Tuesday, November 5, 2024

S&P Global Commodity Insights to Launch First Carbon-Accounted Tanker Assessments

S&P Global Commodity Insights announced it will launch daily Platts price assessments for freight emissions under the European Union’s Emissions Trading System (ETS). The new assessments will show the cost of carbon dioxide emissions from fuel combustion to transport crude or fuel oil on an Aframax tanker via an initial four European shipping routes, beginning August 1.

“As efforts to decarbonize the shipping sector continue, pricing transparency is crucial for the industry to act effectively,” said Peter Norfolk, Editorial Director, Global Shipping & Freight at S&P Global Commodity Insights. “The effect of the EU ETS on the shipping industry will be profound, and will be followed by more such measures as the industry faces up to the challenge of energy transition. These new Aframax carbon-accounted freight prices combine the best of Platts’ first-to-market carbon intensity assessments and its best-in-class freight pricing and coverage.”

Also Read: Black & Veatch Joins Australian Hydrogen Council, Deepens Decarbonization Commitment

The new assessments build on the suite of freight carbon intensity values and freight carbon intensity premiums Platts began publishing in October 2021. Those earlier carbon intensity assessments show the volume of greenhouse gas emissions generated through transporting various crude grades from production storage terminals to typical refinery locations around the world, as well as the cost of offsetting those emissions using carbon credits on a per barrel of crude basis.

The new carbon-accounted Aframax freight assessments show the cost of EU Emissions Allowances (EUAs) that would be required to comply with the EU ETS for some of the key tanker routes supplying Europe, and will be published in Worldscale points and in US dollars/mt.

Last July, the European Commission proposed adding shipping to the EU Emissions Trading System from 2023, with obligations phased in gradually between 2023-2026, requiring shipowners to hold EUAs covering all their emissions on routes and at ports inside the EU, and 50% of their emissions from third-country voyages beginning and ending in the EU. The European Parliament voted June 22 to push for a faster implementation, including 100% of emissions from intra-European Economic Area (EEA) from 2024, 50% of extra-EEA routes between 2024-2027, and 100% thereafter.

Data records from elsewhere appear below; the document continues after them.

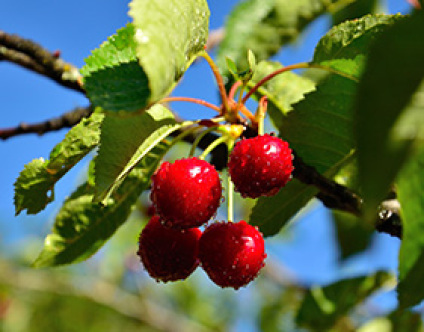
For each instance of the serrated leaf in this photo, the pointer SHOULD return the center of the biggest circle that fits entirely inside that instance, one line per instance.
(124, 142)
(355, 10)
(170, 34)
(319, 129)
(264, 26)
(345, 46)
(282, 91)
(82, 227)
(271, 214)
(34, 188)
(410, 186)
(393, 73)
(322, 307)
(113, 78)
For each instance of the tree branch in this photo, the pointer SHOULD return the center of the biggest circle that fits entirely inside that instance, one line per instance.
(34, 57)
(67, 120)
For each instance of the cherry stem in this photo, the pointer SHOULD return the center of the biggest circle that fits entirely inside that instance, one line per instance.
(218, 78)
(230, 187)
(233, 89)
(213, 145)
(191, 100)
(301, 65)
(260, 114)
(199, 138)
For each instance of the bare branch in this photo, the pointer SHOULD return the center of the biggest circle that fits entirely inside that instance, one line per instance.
(32, 56)
(67, 120)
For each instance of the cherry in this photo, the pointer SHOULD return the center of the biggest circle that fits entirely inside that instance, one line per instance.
(260, 166)
(168, 254)
(231, 253)
(186, 193)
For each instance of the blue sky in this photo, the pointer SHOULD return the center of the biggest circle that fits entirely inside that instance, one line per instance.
(75, 28)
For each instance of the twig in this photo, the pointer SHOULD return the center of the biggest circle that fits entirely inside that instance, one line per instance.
(33, 56)
(67, 120)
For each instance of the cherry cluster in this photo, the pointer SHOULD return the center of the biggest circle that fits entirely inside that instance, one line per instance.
(186, 195)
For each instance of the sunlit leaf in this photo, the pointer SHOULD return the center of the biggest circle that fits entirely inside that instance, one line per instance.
(82, 227)
(125, 141)
(264, 26)
(170, 34)
(34, 188)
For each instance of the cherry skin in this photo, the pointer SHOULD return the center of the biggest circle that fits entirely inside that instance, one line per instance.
(186, 193)
(260, 166)
(232, 254)
(168, 254)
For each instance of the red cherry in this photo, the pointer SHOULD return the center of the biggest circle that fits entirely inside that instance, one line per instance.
(260, 166)
(186, 193)
(232, 253)
(168, 254)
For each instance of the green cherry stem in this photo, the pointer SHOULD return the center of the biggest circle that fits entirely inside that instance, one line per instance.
(218, 78)
(301, 65)
(260, 114)
(198, 139)
(191, 100)
(230, 187)
(213, 145)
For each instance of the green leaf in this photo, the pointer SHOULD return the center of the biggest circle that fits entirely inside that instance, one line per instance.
(113, 78)
(170, 34)
(410, 186)
(398, 320)
(319, 129)
(271, 214)
(393, 73)
(82, 227)
(345, 46)
(355, 10)
(124, 142)
(142, 62)
(264, 26)
(34, 188)
(322, 307)
(282, 91)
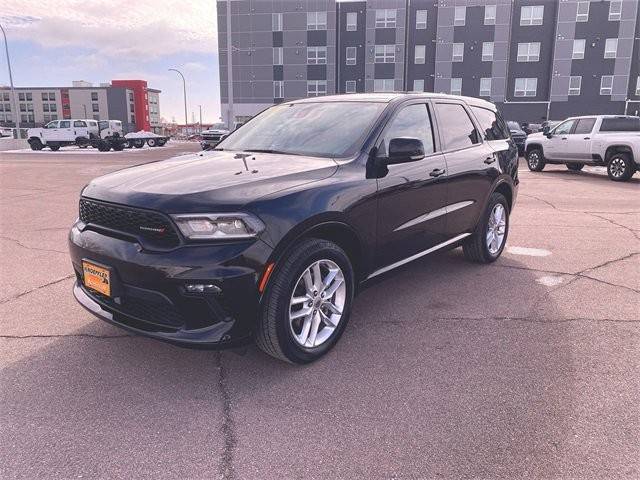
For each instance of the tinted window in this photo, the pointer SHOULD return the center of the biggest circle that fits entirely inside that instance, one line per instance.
(564, 127)
(620, 125)
(456, 126)
(585, 125)
(323, 129)
(412, 122)
(493, 128)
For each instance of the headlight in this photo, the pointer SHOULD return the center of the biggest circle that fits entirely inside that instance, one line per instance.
(218, 226)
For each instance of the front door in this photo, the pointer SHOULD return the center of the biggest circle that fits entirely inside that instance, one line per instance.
(411, 196)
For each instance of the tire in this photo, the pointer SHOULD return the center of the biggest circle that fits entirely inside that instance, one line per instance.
(535, 160)
(35, 144)
(478, 248)
(620, 167)
(284, 338)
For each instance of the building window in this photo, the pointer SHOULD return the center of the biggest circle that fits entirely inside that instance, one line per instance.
(485, 87)
(278, 89)
(351, 57)
(277, 55)
(352, 21)
(421, 20)
(385, 18)
(316, 55)
(611, 48)
(526, 87)
(606, 84)
(276, 22)
(383, 85)
(615, 11)
(487, 51)
(490, 15)
(385, 54)
(575, 82)
(316, 88)
(456, 86)
(528, 52)
(582, 14)
(460, 16)
(316, 20)
(531, 15)
(578, 49)
(457, 54)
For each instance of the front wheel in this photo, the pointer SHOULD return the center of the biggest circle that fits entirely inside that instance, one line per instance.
(620, 167)
(535, 160)
(488, 241)
(307, 303)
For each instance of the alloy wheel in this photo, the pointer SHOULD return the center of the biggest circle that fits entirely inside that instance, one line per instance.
(317, 303)
(496, 228)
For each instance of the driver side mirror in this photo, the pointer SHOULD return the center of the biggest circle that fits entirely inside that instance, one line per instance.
(404, 150)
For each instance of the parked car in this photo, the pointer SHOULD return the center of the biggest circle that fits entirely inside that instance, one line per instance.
(267, 236)
(609, 140)
(518, 135)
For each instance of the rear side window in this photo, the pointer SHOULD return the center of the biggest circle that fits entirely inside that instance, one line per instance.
(620, 125)
(492, 126)
(412, 122)
(456, 126)
(584, 125)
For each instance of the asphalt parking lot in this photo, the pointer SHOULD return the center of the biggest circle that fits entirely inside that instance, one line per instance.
(528, 367)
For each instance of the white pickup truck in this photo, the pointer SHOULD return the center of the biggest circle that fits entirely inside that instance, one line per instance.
(59, 133)
(607, 140)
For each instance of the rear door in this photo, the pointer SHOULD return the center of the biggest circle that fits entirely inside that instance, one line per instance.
(468, 174)
(411, 196)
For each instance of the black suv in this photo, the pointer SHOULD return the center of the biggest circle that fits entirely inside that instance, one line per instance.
(267, 236)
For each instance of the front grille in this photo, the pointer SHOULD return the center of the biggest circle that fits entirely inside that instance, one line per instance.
(154, 229)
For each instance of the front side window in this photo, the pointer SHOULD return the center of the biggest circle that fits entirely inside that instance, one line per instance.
(490, 15)
(323, 129)
(578, 49)
(352, 21)
(411, 122)
(419, 54)
(457, 128)
(316, 20)
(386, 18)
(525, 87)
(531, 15)
(584, 125)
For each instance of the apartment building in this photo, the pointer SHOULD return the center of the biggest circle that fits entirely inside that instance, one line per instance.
(130, 101)
(537, 59)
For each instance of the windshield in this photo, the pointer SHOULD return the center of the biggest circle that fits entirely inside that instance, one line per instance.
(323, 129)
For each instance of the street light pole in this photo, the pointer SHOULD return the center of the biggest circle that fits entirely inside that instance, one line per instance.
(13, 91)
(184, 89)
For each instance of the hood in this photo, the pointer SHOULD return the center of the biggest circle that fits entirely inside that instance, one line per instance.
(207, 181)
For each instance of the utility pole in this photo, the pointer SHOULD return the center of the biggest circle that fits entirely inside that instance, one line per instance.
(184, 90)
(13, 91)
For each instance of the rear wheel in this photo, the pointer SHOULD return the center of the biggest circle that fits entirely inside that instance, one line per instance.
(535, 160)
(488, 241)
(307, 303)
(620, 167)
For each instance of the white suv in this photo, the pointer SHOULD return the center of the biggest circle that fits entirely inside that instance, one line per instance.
(608, 140)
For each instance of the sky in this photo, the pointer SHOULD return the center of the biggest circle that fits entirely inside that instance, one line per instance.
(53, 42)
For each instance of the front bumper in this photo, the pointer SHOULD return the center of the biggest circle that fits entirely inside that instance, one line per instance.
(148, 288)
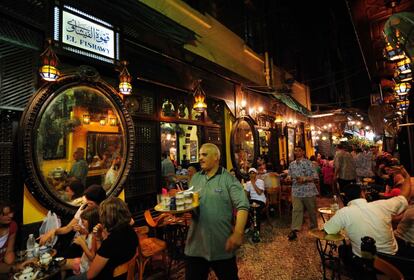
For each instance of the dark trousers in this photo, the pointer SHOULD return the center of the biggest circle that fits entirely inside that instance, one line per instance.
(405, 249)
(197, 268)
(259, 214)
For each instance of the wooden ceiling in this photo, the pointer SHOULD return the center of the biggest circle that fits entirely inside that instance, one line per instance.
(369, 17)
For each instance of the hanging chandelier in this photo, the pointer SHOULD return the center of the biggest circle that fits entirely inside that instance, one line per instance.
(48, 70)
(404, 66)
(125, 86)
(402, 88)
(400, 77)
(199, 96)
(393, 53)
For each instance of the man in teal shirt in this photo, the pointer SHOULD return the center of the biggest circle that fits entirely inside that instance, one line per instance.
(211, 240)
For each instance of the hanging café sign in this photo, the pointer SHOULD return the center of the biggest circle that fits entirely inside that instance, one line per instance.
(85, 32)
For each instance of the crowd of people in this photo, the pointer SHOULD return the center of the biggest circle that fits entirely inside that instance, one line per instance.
(103, 237)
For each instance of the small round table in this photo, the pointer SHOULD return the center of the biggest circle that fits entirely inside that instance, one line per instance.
(328, 251)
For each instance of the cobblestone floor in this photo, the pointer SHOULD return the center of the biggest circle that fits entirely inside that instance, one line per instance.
(274, 257)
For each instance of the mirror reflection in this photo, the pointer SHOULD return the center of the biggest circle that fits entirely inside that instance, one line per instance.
(243, 141)
(79, 141)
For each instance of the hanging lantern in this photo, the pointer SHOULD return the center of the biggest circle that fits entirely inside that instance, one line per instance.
(199, 97)
(279, 118)
(393, 54)
(102, 121)
(86, 118)
(48, 70)
(402, 88)
(403, 105)
(400, 77)
(113, 121)
(404, 66)
(125, 86)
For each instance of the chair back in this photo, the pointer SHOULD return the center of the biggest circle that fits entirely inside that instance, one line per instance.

For its new assessments, Platts is employing baseline market norms for vessel speed and bunker fuel consumption, verified by extensive market surveys. The calculations will use Platts daily EU Emission Allowance Nearest-December price (EADLP00). The ‘tank-to-wake’ carbon emissions based on the fuel consumption will be calculated using the carbon conversion factors published in Annex 1 of Regulation (EU) 2015/757 of the European Parliament and of the Council on the monitoring, reporting and verification of carbon dioxide emissions from maritime transport. These carbon conversion factors, to be published by Platts from Aug.